Olası İstanbul depremine hazırlık için ivedilikle şehrin tehlike analizinin yapılması gerektiğini vurgulayan Görür, şunları da ekledi:

“Önce bu şehirde bir mikrobölgeleme olmalı ki daha önce yapılmış... Bu İstanbul’un jeolojik ve jeofizik özelliklerini belirlemek demek. Kentin yönetimini, gelişimini, mekân kullanımını bu mikrobölgelemenin esaslarına göre yapılandırmalıyız. Bu da bize ‘İstanbul’un şu bölgeleri kötü zeminlidir, buralarda yüksek bina yapmayın. Ya da bu bölgelerde sakın bina inşa etmeyin, yeşil alan olsun’ gibi durumları gösterecek. Sonra şehrin tehlike analizini yapmalıyız. Bunun büyük bir kısmını bizler yaptık: ‘Deprem oluşturacak tehlikeli faylar hangileridir, bunların boyu, derinliği, büyüklüğü nedir, kaç şiddetinde deprem üretir’ gibi araştırmalara biz tehlike analizi diyoruz. Onu da bitirdikten sonra risk analizine geçeceğiz: ‘Bu deprem gerçekleştiğinde İstanbul bu tehlikeden nasıl etkilenir ve ne kadar zarar görür’ bunları araştıracağız. Risk analizini yaptığınız zaman kentin bileşenlerinin analizini yapıyorsunuz demektir. Bu bileşenler halktır, altyapıdır, yapı stokudur, çevredir ve ekonomidir. Deprem bu bileşenlere ne kadar zarar verir, bunu da ortaya koyacaksınız. Son olarak belirlediğiniz zararları minimize etmek için önlem almaya başlayacaksınız. İstanbul’u depreme hazırlamalıyız.”

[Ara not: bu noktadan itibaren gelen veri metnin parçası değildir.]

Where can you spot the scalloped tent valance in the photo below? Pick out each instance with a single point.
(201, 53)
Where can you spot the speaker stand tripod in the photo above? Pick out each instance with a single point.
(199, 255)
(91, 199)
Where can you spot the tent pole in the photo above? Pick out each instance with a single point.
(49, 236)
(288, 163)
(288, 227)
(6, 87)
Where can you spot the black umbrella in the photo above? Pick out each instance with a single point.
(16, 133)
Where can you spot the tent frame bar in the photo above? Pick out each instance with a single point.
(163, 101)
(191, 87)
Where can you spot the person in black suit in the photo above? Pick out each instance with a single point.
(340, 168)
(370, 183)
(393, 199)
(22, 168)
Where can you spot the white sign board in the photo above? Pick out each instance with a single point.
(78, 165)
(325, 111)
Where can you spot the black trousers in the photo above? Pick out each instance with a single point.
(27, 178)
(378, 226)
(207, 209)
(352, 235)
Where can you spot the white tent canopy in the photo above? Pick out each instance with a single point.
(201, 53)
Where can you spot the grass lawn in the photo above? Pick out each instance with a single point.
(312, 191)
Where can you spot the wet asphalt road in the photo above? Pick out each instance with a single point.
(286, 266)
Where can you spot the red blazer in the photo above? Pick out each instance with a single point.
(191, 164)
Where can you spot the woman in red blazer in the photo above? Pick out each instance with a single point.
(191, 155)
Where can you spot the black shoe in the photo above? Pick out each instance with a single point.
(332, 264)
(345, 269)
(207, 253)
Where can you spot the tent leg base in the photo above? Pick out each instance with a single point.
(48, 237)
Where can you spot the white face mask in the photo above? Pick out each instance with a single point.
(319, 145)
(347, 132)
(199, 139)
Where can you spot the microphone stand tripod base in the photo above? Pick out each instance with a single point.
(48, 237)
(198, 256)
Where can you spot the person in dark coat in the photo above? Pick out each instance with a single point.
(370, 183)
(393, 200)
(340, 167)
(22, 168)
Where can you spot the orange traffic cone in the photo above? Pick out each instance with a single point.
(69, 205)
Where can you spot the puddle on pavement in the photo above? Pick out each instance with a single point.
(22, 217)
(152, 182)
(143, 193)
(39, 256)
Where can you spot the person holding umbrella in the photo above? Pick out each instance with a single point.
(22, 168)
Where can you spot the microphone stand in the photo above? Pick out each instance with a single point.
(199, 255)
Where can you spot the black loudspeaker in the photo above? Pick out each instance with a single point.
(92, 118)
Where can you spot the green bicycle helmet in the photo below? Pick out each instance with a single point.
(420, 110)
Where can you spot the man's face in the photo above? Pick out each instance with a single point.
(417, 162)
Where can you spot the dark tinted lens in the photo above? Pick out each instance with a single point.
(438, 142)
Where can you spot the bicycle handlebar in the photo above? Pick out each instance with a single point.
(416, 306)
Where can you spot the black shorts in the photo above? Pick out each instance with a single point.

‘ELAZIĞ DEPREMİNDEN SONRA İLK İŞARET ETTİĞİM YER BURASIYDI’

Elazığ depreminin ardından yaptığı açıklamalarda Kahramanmaraş bölgesini işaret ettiğini söyleyen Görür, “Bu deprem bir bakıma bağıra bağıra geldi. 2020’deki Elazığ depreminden sonra ilk işaret ettiğim yer burasıydı. ‘Malatya’nın Çelikhan, Adıyaman’ın Sincik ilçelerine ve Kahramanmaraş iline dikkat edin. Buralarda deprem bekliyorum’ diye 2020 senesinde söylemiştim. Her fırsatta da anlattım. ‘Buralarda deprem olacak, önlem alın’ diye açıklama yaptığım belki onlarca videom vardır. Bütün bunları söyledim ama anlaşılıyor ki yerel yönetimler deprem hazırlığını masabaşında sürdürmüşler. Sahada evleri ve altyapıyı güçlendirmek; çevreyi, ekonomiyi afete hazırlamak, ciddi bir deprem hazırlığı yapmak gerekirdi. Uluslararası standartlarda önlem alınmadığını görüyoruz.” dedi.

‘ARTÇILAR BİR YILDAN FAZLA SÜREBİLİR’

Artçıların uzun zaman süreceğini belirten Görür, “2023 yılındayız ve hâlâ 2020’de gerçekleşen Elazığ depreminin artçılarını yaşıyoruz. Böyle iki büyük depremin artçıları bir seneden daha fazla sürebilir. Ama gittikçe boyutları azalacaktır.” dedi.